Gustavo Bueno dedicó buena parte de su obra a romper esos espejos. Le gustaba “triturar” conceptos cuando habían adquirido demasiada solemnidad. Sospechaba de las palabras convertidas en mitos y de las ideas que terminaban ocultando las realidades que pretendían explicar. Por eso insistía en la ciencia, en las instituciones, en los cuerpos, en los Estados, en la historia. Frente a la filosofía que se eleva demasiado, Bueno obligaba a mirar hacia el suelo.
Xavier Zubiri hizo algo semejante, aunque con otro tono. No golpeó tanto las palabras como intentó atravesarlas. Quiso llegar hasta aquello que acontece antes del concepto: la realidad misma haciéndose presente. Antes de juzgar algo, antes incluso de comprenderlo plenamente, ya estamos afectados por ello. La inteligencia no sería una lámpara que ilumina objetos desde fuera, sino una forma humana de estar físicamente instalados en la realidad.
Entre ambos se abre un paisaje extraordinariamente fértil. Bueno nos recuerda que no todo está relacionado con todo y que debemos probar las conexiones que afirmamos. Zubiri nos recuerda que ninguna cosa está absolutamente cerrada sobre sí misma, porque toda realidad es respectiva. Uno pone freno a las falsas conexiones; el otro impide convertir cada cosa en una isla. Entre ambos aparece una filosofía capaz de relacionar sin confundir.

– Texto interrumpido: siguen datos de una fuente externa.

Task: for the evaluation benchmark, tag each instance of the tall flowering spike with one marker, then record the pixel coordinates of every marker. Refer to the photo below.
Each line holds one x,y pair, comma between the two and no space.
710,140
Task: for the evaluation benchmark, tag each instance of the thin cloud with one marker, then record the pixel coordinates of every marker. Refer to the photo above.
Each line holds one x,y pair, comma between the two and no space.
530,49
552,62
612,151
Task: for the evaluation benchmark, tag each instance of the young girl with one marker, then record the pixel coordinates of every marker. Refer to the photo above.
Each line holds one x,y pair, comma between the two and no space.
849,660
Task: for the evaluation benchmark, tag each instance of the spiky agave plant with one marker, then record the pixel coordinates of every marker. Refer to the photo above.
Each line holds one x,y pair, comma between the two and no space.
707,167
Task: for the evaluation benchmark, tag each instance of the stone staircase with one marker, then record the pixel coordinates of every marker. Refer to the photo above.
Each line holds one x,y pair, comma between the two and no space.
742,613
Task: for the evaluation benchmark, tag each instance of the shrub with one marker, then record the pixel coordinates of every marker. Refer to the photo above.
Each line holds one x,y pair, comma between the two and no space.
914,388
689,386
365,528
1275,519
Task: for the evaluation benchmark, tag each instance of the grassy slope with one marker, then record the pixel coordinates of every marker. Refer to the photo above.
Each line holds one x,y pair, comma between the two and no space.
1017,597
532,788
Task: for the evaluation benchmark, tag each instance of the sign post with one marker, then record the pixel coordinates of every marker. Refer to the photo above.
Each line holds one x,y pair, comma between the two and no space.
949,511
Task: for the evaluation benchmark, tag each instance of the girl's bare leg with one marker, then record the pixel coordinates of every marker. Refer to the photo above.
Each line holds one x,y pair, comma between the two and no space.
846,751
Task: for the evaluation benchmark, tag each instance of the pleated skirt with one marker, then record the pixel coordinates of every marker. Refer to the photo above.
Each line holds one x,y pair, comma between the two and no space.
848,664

Es aquí donde una perspectiva como la Reología filosófica puede encontrar su lugar. No pretende añadir otra etiqueta al catálogo de sistemas, sino recuperar una pregunta elemental: ¿qué está ocurriendo realmente aquí? No qué debería ocurrir, ni qué me gustaría que ocurriera, ni qué palabra resulta más cómoda, sino qué constitución tiene esto, qué relaciones mantiene, qué posibilidades encierra y qué puede llegar a dar de sí.
Ese modo de pensar tiene consecuencias más allá de la filosofía. También en política, educación, ciencia o vida cotidiana necesitamos volver a esa disciplina. Una decisión no es buena porque se presente con palabras nobles. Una teoría no es verdadera porque sea atractiva. Una identidad no se convierte automáticamente en realidad por ser intensamente sentida. La realidad posee una resistencia que puede resultar incómoda, pero precisamente por eso nos protege de convertir el pensamiento en propaganda.
Quizá hoy necesitemos menos ideas brillantes y más atención. Menos deseo de encerrar el mundo en conceptos y más disposición para dejarnos corregir por las cosas. Bueno nos enseñó a desconfiar de los mitos conceptuales; Zubiri, a reconocer que la realidad siempre llega antes que nuestras definiciones. Y tal vez ahí comience también una nueva manera de filosofar: no hablando más alto que lo real, sino aprendiendo nuevamente a escucharlo.